In a change from the proposal, under the amended forms, funds that choose to continue to use credit ratings will no longer be restricted to using the credit ratings assigned by a single NRSRO. For example, for split-rated securities, a fund may choose which NRSRO’s ratings to use (for example, the highest rating where there are multiple ratings by NRSROs), provided the choice is made consistently pursuant to a disclosed policy. The adopting release explains that it made this change in response to comments from ICI and others.

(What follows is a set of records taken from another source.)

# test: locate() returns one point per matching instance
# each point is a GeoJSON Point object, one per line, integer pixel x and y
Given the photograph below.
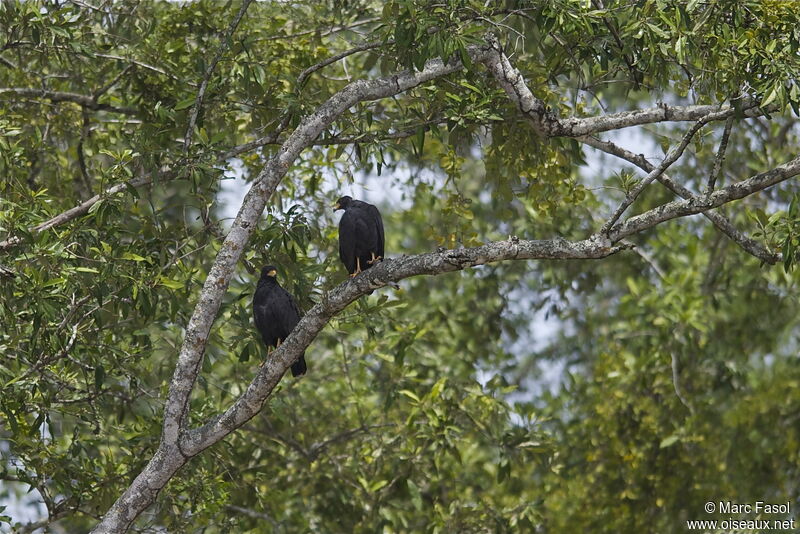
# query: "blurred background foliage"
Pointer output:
{"type": "Point", "coordinates": [610, 396]}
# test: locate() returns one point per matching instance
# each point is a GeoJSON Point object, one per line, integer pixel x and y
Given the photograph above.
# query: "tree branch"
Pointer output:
{"type": "Point", "coordinates": [720, 221]}
{"type": "Point", "coordinates": [723, 146]}
{"type": "Point", "coordinates": [668, 160]}
{"type": "Point", "coordinates": [201, 92]}
{"type": "Point", "coordinates": [547, 124]}
{"type": "Point", "coordinates": [700, 204]}
{"type": "Point", "coordinates": [173, 452]}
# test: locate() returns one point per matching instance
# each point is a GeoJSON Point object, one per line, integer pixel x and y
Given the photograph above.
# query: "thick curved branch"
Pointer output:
{"type": "Point", "coordinates": [386, 272]}
{"type": "Point", "coordinates": [701, 204]}
{"type": "Point", "coordinates": [720, 221]}
{"type": "Point", "coordinates": [548, 124]}
{"type": "Point", "coordinates": [87, 102]}
{"type": "Point", "coordinates": [171, 453]}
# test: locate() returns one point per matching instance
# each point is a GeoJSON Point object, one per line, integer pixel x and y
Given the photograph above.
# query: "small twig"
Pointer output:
{"type": "Point", "coordinates": [720, 221]}
{"type": "Point", "coordinates": [676, 384]}
{"type": "Point", "coordinates": [672, 155]}
{"type": "Point", "coordinates": [723, 146]}
{"type": "Point", "coordinates": [223, 47]}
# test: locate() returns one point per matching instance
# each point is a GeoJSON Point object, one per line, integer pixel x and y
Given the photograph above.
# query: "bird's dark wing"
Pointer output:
{"type": "Point", "coordinates": [286, 312]}
{"type": "Point", "coordinates": [377, 221]}
{"type": "Point", "coordinates": [260, 315]}
{"type": "Point", "coordinates": [347, 241]}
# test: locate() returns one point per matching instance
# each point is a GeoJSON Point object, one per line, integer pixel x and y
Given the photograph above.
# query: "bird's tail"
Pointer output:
{"type": "Point", "coordinates": [299, 367]}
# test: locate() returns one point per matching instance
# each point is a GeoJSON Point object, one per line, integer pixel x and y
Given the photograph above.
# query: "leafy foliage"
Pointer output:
{"type": "Point", "coordinates": [435, 408]}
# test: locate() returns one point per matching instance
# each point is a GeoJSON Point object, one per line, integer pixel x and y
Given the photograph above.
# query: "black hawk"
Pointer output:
{"type": "Point", "coordinates": [360, 234]}
{"type": "Point", "coordinates": [276, 314]}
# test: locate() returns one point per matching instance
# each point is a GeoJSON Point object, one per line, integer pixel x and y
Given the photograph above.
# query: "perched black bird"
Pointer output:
{"type": "Point", "coordinates": [276, 314]}
{"type": "Point", "coordinates": [360, 235]}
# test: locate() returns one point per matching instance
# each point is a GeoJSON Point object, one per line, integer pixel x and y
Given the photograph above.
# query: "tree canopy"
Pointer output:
{"type": "Point", "coordinates": [591, 208]}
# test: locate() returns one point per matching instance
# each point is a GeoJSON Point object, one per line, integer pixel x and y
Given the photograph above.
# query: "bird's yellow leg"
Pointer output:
{"type": "Point", "coordinates": [271, 351]}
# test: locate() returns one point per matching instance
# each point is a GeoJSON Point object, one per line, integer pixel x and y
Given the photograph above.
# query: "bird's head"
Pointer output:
{"type": "Point", "coordinates": [269, 272]}
{"type": "Point", "coordinates": [342, 203]}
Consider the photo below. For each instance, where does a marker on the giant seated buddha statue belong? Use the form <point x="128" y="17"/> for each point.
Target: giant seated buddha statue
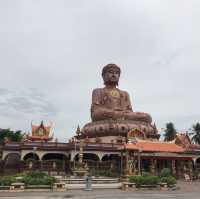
<point x="111" y="110"/>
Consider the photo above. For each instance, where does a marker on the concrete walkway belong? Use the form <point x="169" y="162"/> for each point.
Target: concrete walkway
<point x="187" y="191"/>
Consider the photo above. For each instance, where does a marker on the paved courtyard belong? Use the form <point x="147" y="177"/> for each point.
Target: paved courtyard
<point x="187" y="191"/>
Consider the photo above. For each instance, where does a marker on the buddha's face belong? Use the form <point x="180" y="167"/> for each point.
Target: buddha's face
<point x="111" y="76"/>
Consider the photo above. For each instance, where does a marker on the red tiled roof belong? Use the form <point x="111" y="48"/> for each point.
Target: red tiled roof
<point x="155" y="146"/>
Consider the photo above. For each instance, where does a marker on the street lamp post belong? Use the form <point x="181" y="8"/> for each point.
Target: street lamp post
<point x="34" y="154"/>
<point x="139" y="160"/>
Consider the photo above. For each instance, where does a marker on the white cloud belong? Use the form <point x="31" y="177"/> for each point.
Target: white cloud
<point x="59" y="48"/>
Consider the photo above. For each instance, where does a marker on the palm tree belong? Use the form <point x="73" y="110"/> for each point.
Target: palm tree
<point x="14" y="136"/>
<point x="196" y="133"/>
<point x="170" y="132"/>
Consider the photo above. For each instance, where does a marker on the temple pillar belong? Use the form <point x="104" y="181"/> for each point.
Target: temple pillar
<point x="174" y="167"/>
<point x="152" y="166"/>
<point x="190" y="168"/>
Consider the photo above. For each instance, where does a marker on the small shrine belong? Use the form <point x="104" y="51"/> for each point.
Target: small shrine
<point x="40" y="133"/>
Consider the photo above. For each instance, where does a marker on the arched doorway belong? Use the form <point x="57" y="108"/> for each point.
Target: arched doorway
<point x="87" y="157"/>
<point x="31" y="157"/>
<point x="31" y="161"/>
<point x="55" y="163"/>
<point x="12" y="163"/>
<point x="111" y="164"/>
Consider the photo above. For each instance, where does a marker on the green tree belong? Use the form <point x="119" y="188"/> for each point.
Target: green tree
<point x="14" y="136"/>
<point x="170" y="132"/>
<point x="196" y="133"/>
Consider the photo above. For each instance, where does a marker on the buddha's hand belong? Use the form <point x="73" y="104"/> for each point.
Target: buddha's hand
<point x="108" y="114"/>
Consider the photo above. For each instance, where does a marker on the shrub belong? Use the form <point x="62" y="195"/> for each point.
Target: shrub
<point x="7" y="180"/>
<point x="170" y="180"/>
<point x="36" y="174"/>
<point x="48" y="180"/>
<point x="166" y="172"/>
<point x="145" y="180"/>
<point x="37" y="178"/>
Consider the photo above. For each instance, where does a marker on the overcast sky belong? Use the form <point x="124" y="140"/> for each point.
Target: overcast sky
<point x="52" y="53"/>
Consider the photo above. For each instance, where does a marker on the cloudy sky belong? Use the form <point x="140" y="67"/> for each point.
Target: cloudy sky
<point x="52" y="53"/>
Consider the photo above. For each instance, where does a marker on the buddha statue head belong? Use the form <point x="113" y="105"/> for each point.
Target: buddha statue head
<point x="111" y="74"/>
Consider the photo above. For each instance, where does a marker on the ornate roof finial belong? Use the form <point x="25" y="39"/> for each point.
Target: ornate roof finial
<point x="78" y="131"/>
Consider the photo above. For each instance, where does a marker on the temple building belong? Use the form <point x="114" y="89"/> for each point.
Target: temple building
<point x="117" y="139"/>
<point x="40" y="133"/>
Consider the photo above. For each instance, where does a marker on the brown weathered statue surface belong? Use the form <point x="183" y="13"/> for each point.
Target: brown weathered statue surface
<point x="112" y="103"/>
<point x="112" y="113"/>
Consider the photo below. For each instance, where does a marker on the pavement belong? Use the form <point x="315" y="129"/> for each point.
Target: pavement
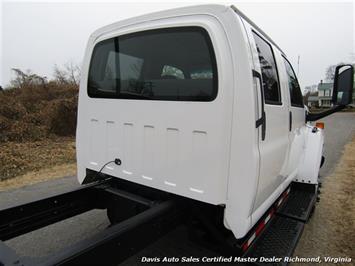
<point x="339" y="129"/>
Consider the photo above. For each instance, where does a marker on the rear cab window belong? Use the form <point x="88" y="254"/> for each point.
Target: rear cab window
<point x="176" y="64"/>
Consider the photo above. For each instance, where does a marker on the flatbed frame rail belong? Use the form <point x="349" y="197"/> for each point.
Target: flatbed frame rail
<point x="114" y="244"/>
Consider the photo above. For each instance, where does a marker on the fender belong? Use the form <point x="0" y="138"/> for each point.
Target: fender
<point x="311" y="160"/>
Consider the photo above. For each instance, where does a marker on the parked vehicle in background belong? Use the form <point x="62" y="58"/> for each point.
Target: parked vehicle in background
<point x="196" y="113"/>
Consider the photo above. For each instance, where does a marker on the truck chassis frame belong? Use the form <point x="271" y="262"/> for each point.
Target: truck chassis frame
<point x="148" y="214"/>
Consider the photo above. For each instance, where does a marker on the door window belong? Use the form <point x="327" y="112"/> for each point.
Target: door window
<point x="294" y="87"/>
<point x="268" y="71"/>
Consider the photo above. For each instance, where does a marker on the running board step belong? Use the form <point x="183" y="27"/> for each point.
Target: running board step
<point x="278" y="241"/>
<point x="300" y="202"/>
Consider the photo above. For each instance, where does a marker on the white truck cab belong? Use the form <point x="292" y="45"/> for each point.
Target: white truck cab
<point x="198" y="102"/>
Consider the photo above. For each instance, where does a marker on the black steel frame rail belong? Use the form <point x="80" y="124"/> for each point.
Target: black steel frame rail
<point x="109" y="247"/>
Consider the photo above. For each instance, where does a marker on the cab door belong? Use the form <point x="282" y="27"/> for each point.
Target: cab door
<point x="274" y="131"/>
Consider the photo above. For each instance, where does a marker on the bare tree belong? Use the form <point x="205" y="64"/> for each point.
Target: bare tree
<point x="23" y="79"/>
<point x="68" y="74"/>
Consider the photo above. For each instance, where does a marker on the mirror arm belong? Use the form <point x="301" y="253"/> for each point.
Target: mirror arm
<point x="315" y="116"/>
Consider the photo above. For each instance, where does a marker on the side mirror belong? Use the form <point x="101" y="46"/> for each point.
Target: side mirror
<point x="343" y="85"/>
<point x="342" y="92"/>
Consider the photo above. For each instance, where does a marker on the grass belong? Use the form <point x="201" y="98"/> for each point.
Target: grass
<point x="21" y="158"/>
<point x="331" y="230"/>
<point x="42" y="175"/>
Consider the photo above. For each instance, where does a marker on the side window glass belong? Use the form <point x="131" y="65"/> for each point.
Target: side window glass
<point x="201" y="74"/>
<point x="268" y="71"/>
<point x="295" y="91"/>
<point x="170" y="72"/>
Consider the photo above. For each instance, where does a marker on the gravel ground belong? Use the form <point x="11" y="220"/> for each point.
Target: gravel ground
<point x="339" y="129"/>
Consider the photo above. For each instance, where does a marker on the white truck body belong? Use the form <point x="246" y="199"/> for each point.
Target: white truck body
<point x="209" y="151"/>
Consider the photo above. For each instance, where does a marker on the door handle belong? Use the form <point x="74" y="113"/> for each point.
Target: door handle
<point x="290" y="125"/>
<point x="262" y="120"/>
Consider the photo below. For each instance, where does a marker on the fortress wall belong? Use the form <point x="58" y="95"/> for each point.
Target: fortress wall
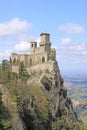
<point x="46" y="66"/>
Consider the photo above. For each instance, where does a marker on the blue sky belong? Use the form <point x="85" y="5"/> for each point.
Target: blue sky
<point x="66" y="20"/>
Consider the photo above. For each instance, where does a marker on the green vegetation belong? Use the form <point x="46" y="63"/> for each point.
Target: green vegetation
<point x="5" y="122"/>
<point x="66" y="123"/>
<point x="28" y="102"/>
<point x="23" y="74"/>
<point x="46" y="82"/>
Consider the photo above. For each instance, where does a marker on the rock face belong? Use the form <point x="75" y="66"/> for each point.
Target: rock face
<point x="40" y="101"/>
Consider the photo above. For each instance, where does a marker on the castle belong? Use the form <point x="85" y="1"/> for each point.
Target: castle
<point x="38" y="55"/>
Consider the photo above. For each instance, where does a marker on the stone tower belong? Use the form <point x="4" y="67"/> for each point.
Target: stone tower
<point x="45" y="43"/>
<point x="33" y="46"/>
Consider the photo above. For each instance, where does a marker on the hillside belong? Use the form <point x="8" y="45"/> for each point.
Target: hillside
<point x="36" y="100"/>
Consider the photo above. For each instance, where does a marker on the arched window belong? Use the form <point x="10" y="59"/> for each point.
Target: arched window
<point x="32" y="44"/>
<point x="30" y="62"/>
<point x="43" y="59"/>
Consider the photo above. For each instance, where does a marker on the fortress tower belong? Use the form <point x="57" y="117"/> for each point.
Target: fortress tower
<point x="38" y="54"/>
<point x="45" y="43"/>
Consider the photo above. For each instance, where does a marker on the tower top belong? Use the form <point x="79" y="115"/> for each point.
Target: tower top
<point x="44" y="33"/>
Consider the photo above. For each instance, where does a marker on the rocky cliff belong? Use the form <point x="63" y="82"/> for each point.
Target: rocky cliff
<point x="40" y="102"/>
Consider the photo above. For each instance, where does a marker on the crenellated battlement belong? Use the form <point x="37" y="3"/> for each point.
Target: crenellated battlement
<point x="37" y="55"/>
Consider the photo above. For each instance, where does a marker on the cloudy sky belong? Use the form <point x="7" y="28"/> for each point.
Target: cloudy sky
<point x="66" y="20"/>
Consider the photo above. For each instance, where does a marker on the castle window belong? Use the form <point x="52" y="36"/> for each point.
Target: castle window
<point x="30" y="62"/>
<point x="32" y="44"/>
<point x="43" y="59"/>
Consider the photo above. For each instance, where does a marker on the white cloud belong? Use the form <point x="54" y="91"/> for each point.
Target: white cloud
<point x="5" y="54"/>
<point x="22" y="47"/>
<point x="15" y="26"/>
<point x="71" y="28"/>
<point x="66" y="41"/>
<point x="73" y="52"/>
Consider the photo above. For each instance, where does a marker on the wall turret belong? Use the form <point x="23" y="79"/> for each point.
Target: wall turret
<point x="33" y="46"/>
<point x="45" y="42"/>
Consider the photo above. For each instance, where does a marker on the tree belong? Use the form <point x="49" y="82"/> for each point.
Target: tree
<point x="23" y="74"/>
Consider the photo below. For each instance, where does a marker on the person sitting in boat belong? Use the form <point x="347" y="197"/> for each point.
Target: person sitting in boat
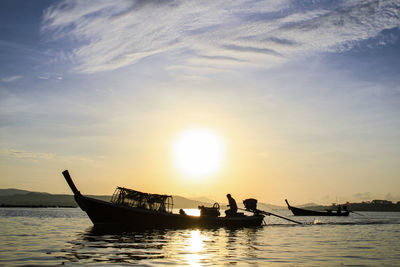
<point x="232" y="211"/>
<point x="345" y="208"/>
<point x="339" y="209"/>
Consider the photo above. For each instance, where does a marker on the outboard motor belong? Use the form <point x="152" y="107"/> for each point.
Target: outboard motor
<point x="250" y="204"/>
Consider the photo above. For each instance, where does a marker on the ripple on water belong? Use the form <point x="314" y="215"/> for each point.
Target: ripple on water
<point x="34" y="237"/>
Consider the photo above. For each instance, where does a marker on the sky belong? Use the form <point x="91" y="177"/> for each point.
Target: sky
<point x="305" y="96"/>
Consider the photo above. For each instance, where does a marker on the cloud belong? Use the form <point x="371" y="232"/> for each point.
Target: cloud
<point x="14" y="153"/>
<point x="364" y="196"/>
<point x="110" y="35"/>
<point x="36" y="156"/>
<point x="11" y="78"/>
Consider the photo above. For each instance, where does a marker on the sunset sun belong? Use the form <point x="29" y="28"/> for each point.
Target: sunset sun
<point x="198" y="152"/>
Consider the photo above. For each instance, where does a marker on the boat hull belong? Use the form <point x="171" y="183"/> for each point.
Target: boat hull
<point x="107" y="214"/>
<point x="304" y="212"/>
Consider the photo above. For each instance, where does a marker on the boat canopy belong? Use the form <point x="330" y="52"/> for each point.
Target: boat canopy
<point x="132" y="198"/>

Funds that choose to depict portfolio holdings according to credit quality must include a description of how the credit quality is determined. This description should include a discussion of the credit quality evaluation process, the rationale for its selection, and an overview of the factors considered, such as the terms of the security (e.g., interest rate and time to maturity), the obligor’s capacity to repay the debt, and the quality of any collateral. If a fund uses credit ratings to depict credit quality, the fund should explain how the credit ratings were identified and selected.
If a fund does not use credit ratings, but instead uses internally-assigned ratings, the adopting release states that it might be misleading for the fund to describe its portfolio holdings’ quality using descriptions similar to the ratings nomenclature used by rating agencies (e.g., AAA or Aa) or to characterize the securities as “rated.” The adopting release also states that a fund may choose to use median ratings from among multiple credit rating agencies (discarding the highest and lowest ratings) for split-rated securities, but that it may be misleading for a fund to use of the term “average credit quality” for split-rated securities because the credit rating agencies may use different criteria to evaluate the credit quality of an issuer.
Jane G. Heinrichs
Senior Associate Counsel
[1] See Removal of Certain References to Credit Ratings Under the Investment Company Act, SEC Release Nos. 33-9506; IC-30847 (December 26, 2013) 79 FR 1316 (January 8, 2014). In a separate release, the SEC also adopted amendments to the net capital rule under the Securities Exchange Act of 1934 that would remove requirements that are based on certain NRSRO credit ratings. See Removal of Certain References to Credit Ratings Under the Securities Exchange Act of 1934, SEC Release No. 34-71194 (December 26, 2013) 79 FR 1522 (January 8, 2014). This memo focuses on the amendments to Rule 5b-3 and certain forms under the Investment Company Act.
[2] In the adopting release, the SEC notes that amended Rule 5b-3 does not affect the treatment of repurchase agreements owned by money market funds to measure diversification under Rule 2a-7 because for these funds only cash items and government securities qualify for the definition of “collateralized fully” in Rule 2a-7 (and those requirements are not changed by the amendments to Rule 5b-3).
[3] See Letter from Karrie McMillan, General Counsel, Investment Company Institute, to Elizabeth M. Murphy, Secretary, Securities and Exchange Commission (April 25, 2011), available at http://www.sec.gov/comments/s7-07-11/s70711-11.pdf.
[4] Rule 2a-7 defines an illiquid security to mean a security that cannot be sold or disposed of in the ordinary course of business within seven calendar days at approximately the value ascribed to it by the fund.